We walked up the steps directly behind this pagoda and up to Daegwangjoen, also known as the main hall of Haeinsa. It is another fine example of Korean architecture and profound attention to detail. If you read my last blog, then it won't come as a shock that it burnt down during the Japanese Invasion of 1592. It was, however, rebuilt and we can all at least be thankful that the Tripitaka Koreana did not burn down. It would have been a travesty to humanity to lose the Tripitaka Koreana. It is the world's oldest and most comprehensive intact collection of the Buddhist canon. It was hand carved onto over 81,000 wooden printing blocks in the 13th century and there isn't one error to be found in the entire collection. They informed us not to take pictures, but I simply couldn't leave without sneaking one picture. I covertly turned my flash off and hoped for the best. Light kindly poured in through the wooden barred windows as if to illuminate the collection just for me. As a lover of libraries, books, and history, this was truly a moment for me.

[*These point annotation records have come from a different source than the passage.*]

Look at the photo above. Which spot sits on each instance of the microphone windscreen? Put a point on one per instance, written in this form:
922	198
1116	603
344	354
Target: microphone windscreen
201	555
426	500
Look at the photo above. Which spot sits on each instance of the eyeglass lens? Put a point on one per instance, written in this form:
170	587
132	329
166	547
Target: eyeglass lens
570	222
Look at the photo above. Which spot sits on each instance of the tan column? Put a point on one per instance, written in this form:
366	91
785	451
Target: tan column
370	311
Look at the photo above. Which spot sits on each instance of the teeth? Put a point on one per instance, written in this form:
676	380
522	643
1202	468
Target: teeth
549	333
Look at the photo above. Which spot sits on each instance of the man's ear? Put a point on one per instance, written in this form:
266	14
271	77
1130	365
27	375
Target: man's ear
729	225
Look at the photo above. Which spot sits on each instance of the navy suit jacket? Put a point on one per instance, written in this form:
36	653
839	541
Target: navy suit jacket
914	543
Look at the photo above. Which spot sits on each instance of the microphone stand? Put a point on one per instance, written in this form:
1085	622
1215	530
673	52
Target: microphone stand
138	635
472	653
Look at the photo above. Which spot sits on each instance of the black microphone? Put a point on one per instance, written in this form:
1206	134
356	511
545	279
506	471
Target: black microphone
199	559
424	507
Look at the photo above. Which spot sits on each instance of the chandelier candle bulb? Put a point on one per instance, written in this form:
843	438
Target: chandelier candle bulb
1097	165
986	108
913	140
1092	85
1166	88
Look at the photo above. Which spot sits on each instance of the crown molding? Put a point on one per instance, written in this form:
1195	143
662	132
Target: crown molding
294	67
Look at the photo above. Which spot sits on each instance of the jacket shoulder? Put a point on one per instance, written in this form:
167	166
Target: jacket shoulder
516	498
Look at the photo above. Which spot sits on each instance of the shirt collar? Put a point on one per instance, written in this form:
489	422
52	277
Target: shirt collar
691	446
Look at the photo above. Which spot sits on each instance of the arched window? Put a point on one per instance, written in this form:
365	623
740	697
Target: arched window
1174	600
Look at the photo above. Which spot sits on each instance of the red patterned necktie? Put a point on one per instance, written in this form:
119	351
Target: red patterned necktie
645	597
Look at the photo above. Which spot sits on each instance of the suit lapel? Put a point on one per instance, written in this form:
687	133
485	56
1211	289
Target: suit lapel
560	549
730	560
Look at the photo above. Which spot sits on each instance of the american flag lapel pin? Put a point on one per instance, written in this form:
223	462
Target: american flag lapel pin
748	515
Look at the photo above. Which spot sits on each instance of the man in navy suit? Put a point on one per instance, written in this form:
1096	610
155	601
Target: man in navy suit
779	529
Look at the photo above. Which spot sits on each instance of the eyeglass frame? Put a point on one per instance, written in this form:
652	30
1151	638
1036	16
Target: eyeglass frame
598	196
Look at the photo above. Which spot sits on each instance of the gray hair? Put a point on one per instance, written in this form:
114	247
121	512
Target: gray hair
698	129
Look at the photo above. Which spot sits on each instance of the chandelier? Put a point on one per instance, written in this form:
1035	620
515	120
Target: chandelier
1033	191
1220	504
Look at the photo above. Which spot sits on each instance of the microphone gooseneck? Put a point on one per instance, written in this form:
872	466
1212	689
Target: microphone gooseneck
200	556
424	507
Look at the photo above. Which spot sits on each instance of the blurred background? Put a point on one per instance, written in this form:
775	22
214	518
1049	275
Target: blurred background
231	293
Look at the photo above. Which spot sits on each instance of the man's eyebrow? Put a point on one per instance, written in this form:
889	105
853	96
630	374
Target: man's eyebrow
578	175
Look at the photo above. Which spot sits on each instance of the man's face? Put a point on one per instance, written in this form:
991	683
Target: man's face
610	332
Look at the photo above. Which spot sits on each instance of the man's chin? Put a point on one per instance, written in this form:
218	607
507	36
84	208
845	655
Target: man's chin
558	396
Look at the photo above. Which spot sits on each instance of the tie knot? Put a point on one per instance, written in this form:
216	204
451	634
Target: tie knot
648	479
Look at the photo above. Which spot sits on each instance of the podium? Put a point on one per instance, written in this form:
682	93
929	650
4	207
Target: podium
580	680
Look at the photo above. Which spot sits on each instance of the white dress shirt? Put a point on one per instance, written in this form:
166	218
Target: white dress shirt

I'm sure no one who worked on this remarkable collection during the 13th century could have ever imagined that I would, a little less than a thousand years later, view its mastery. How could they? But perhaps that is part of the wonder of viewing these magnificent human achievements. These places will retain their value and significance forever and for everyone. There is a distinct universality to it all that, as UNESCO notes, "requires protection for the benefit of all humanity."